宿舎は2メートル近くの雪の壁に囲まれているが、湯治場は地熱であたためられ、Tシャツ1枚で過ごせてしまう。ゴロンと横になれば、ジワジワと地熱がからだにしみわたり、薬効もありそうだ。 体操を行うには、これ以上ない環境である。
ここで参加者は、朝晩、中西さん指導のもと、柔軟体操、そして小山内体操を行い、チェックをしてもらう。
小山内体操は1人でやっていると、いつの間にかフオームが崩れたり、間のとり方が短くなったりして、本来のかたちからズレてしまう。小山内体操は、簡単なようだけれど、ポイントをきっちり抑さえないと効果は半減するので、時どきチェックをして確認することが必要だ。

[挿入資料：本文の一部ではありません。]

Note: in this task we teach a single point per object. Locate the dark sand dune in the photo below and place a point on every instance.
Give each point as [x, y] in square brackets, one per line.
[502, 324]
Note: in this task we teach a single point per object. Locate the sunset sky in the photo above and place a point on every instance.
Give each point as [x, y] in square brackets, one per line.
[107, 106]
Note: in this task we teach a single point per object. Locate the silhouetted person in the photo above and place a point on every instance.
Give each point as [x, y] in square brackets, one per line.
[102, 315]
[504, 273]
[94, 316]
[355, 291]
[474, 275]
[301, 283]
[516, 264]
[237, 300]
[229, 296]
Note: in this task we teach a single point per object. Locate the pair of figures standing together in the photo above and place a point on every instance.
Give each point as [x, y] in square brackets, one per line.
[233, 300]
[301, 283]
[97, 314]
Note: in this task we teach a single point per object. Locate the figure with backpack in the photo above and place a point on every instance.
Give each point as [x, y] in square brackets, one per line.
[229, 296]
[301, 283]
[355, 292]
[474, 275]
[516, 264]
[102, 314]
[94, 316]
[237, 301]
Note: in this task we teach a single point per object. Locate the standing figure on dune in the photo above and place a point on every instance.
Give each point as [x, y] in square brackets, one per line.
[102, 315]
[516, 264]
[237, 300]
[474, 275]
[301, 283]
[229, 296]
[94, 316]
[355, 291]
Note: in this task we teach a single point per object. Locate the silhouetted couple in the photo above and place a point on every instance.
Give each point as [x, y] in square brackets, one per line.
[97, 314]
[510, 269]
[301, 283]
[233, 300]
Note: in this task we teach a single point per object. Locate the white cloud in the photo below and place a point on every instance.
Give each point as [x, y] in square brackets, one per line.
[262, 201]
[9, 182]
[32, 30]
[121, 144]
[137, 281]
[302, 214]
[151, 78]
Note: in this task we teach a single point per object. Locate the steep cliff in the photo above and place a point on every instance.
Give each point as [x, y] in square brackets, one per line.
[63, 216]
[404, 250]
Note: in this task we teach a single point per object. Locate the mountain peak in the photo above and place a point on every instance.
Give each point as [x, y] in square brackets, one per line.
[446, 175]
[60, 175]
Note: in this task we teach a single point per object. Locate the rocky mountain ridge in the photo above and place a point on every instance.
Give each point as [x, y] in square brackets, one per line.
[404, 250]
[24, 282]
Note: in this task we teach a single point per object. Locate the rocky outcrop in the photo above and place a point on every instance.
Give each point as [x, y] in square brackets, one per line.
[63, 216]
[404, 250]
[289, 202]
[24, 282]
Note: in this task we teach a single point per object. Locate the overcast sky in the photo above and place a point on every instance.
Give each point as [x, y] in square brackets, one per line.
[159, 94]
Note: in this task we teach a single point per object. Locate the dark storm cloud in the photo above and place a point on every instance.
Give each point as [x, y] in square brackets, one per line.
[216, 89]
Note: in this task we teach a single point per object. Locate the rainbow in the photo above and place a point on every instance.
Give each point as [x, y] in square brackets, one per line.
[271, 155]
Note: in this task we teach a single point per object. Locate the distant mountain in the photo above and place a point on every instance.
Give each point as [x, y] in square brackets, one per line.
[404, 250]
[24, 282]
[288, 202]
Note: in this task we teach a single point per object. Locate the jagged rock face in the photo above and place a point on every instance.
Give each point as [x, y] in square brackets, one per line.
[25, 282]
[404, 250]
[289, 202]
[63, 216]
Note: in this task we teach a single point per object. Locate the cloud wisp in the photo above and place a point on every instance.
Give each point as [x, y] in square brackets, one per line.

私も、体操歴は長いのだけれど、このたびチェックをうけて、いくつかダメ出しをされた。やっぱりきてよかった。

小山内体操をチェック!

朝7時体操開始。
オンドルの大部屋は、真ん中に通路をはさみ、両側にウナギの寝床式に畳敷きの床が続く。 そこに各々ゴロリと横になる。
誰もが参加自由。中西さんが逗留する期間に訪れる湯治客もいるようだ。
一般の湯治客も飛び入り自由で、今日は某巨匠カメラマンと助手さんが参加している。
まずは柔軟体操から。中西さんが大きな声で足指から腕、肩、首、ふだん動かさないような部位を丁寧にほぐすように指示する。
イテテ・・・巨匠カメラマンが悲鳴を上げると、中西さんはすかさず近寄って励まし、サポートする。
私も懸命についていく。
地熱の畳があたたかいので、たちまち汗ビショッリだ。
1時間ほどでからだがほぐれたら、2人一組で、1人なら奥の棚に足を固定して、小山内体操を行う。
私は、背そらしの体操が苦手だ。
チェックしてもらうと、パッと背そらしをして、うつぶせに倒れたら、顔を横にむけるところ、まっすぐにおろしていた。だから顔が苦しかった。注意された通り、顔を横向きにすると、ぐんと楽になる。両手もパッと上がるようになった。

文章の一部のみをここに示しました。